Типография советская спрятана была где-то по Лежневскому тракту; заведовал ею Николай Дианов; краску, бумагу, шрифты ему возили Отец, Федор Самойлов и другие ребята. Типография работала куда как лихо: выбрасывала то и знай десятки тысяч листовок, в тех листовках поясняла пути борьбы, поясняла каждый свой и вражеский шаг, рассказывала о том, что происходило на Талке. Листовки на время заменяли газеты. Более близкого в эти дни не было ничего; листовки говорили про борьбу, листовки учили побеждать.

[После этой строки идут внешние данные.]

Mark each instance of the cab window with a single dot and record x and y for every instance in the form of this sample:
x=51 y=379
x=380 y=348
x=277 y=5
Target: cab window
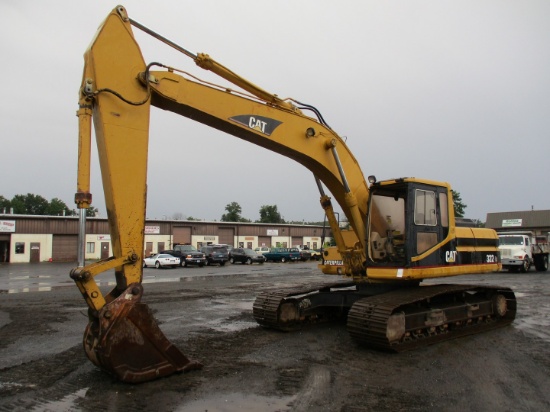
x=424 y=208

Читались они нарасхват.

Фабриканты молчали, на требования рабочих ответа не давали. Снова и снова говорили рабочие делегаты с фабричными инспекторами — эти уверяли, что сделают все, — и не делали ничего, говорили с губернатором — этот руки разводил недоуменно, голову вжимая в жирные плечи, присмеивался:

— Не из кармана я выну эту надбавку. Не хотят фабриканты, — что поделаешь, — на то они полное право имеют, да-с.

Ходили делегаты и по фабрикам, говорили с директорами-управителями.

— Ничего-с, ничего-с не можем. Хозяева уехали в Москву, пишут, что за жизнь свою беспокоятся здесь. А указаний нет, никаких нет-с, гривенничек на рубль, как говорили-с…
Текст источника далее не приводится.